A Detailed Guide to Plotting Line Graphs in R using ggplot geom_line

Posted on Wed 17 April 2019 in R

When it comes to data visualization, it can be fun to think of all the flashy and exciting ways to display a dataset. But if you're trying to convey information, flashy isn't always the way to go.

In fact, in most cases, simplicity is key to making your audience understand your data. Whether it's scatter plots, bar graphs, or line graphs (the subject of this post!), common graph types make things easy for your audience, which means you can more easily share your message.

Right now, we're talking about line graphs. A line graph is a type of graph that displays information as a series of data points connected by straight line segments.

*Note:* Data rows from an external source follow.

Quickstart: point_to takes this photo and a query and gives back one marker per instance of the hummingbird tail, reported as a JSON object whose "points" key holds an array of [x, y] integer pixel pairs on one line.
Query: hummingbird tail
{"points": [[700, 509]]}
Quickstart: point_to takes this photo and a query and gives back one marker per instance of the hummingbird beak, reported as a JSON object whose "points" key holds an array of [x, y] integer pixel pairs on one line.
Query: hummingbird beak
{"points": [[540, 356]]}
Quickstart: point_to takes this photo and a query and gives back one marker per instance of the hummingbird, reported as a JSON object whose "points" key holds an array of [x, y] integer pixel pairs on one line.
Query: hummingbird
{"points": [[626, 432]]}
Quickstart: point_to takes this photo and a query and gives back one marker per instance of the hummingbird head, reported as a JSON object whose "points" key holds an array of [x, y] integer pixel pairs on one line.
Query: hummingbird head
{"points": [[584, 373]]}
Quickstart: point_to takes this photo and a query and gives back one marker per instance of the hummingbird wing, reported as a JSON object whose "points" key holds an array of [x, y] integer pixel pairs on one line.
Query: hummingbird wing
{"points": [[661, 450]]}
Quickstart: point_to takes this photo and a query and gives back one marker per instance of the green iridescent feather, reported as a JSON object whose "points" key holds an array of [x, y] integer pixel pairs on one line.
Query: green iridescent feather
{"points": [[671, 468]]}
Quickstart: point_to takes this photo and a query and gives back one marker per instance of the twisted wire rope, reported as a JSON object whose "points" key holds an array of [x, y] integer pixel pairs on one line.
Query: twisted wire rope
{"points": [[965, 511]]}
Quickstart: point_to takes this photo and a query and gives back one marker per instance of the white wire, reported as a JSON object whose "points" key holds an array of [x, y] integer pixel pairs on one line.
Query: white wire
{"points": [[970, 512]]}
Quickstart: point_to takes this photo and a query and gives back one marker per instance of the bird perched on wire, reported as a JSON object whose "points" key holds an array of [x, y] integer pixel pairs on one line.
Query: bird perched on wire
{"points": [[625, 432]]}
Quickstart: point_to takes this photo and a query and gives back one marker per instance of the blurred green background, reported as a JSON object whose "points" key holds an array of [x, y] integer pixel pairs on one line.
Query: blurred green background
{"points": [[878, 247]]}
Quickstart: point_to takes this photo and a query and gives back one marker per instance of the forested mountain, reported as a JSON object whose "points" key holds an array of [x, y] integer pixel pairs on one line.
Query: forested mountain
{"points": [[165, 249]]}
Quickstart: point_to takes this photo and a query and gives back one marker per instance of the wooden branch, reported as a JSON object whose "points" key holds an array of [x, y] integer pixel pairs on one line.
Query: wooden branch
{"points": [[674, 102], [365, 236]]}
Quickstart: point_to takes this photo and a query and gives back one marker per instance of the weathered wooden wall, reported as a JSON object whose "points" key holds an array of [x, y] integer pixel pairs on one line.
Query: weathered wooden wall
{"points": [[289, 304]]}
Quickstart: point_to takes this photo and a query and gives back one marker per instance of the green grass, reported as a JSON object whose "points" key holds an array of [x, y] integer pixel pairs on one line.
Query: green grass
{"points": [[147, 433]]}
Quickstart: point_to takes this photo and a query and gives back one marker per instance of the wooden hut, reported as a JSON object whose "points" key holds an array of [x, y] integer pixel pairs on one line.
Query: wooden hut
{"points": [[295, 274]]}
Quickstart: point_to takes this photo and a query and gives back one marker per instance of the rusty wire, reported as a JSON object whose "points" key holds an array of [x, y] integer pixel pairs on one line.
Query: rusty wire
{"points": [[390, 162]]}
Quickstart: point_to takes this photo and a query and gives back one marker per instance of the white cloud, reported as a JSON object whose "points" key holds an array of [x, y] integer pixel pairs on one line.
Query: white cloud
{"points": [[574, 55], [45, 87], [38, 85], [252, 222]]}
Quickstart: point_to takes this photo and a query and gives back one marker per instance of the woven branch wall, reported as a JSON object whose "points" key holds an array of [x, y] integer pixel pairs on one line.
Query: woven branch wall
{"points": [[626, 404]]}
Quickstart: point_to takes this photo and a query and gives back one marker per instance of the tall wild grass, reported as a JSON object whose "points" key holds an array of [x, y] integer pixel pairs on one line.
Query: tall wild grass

The price of Netflix stock (NFLX) displayed as a line graph

The price of Netflix stock (NFLX) displayed as a line graph

Line graph of average monthly temperatures for four major cities

Line graph of average monthly temperatures for four major cities

There are many different ways to use R to plot line graphs, but the one I prefer is the ggplot geom_line function.

Introduction to ggplot

Before we dig into creating line graphs with the ggplot geom_line function, I want to briefly touch on ggplot and why I think it's the best choice for plotting graphs in R.

ggplot is a package for creating graphs in R, but it's also a method of thinking about and decomposing complex graphs into logical subunits.

ggplot takes each component of a graph--axes, scales, colors, objects, etc--and allows you to build graphs up sequentially one component at a time. You can then modify each of those components in a way that's both flexible and user-friendly. When components are unspecified, ggplot uses sensible defaults. This makes ggplot a powerful and flexible tool for creating all kinds of graphs in R. It's the tool I use to create nearly every graph I make these days, and I think you should use it too!

Investigating our dataset

Throughout this post, we'll be using the Orange dataset that's built into R. This dataset contains information on the age and circumference of 5 different orange trees, letting us see how these trees grow over time. Let's take a look at this dataset to see what it looks like:

A snippet of the Orange dataset

The dataset contains 3 columns: Tree, age, and cimcumference. There are 7 observations for each Tree, and there are 5 Trees, for a total of 35 observations in all.

Simple example of ggplot + geom_line()


# Filter the data we need
tree_1 <- filter(Orange, Tree == 1)

# Graph the data
ggplot(tree_1) +
    geom_line(aes(x = age, y = circumference))


Here we are starting with the simplest possible line graph using geom_line. For this simple graph, I chose to only graph the size of the first tree. I used dplyr to filter the dataset to only that first tree. If you're not familiar with dplyr's filter function, it's my preferred way of subsetting a dataset in R, and I recently wrote an in-depth guide to dplyr filter if you'd like to learn more!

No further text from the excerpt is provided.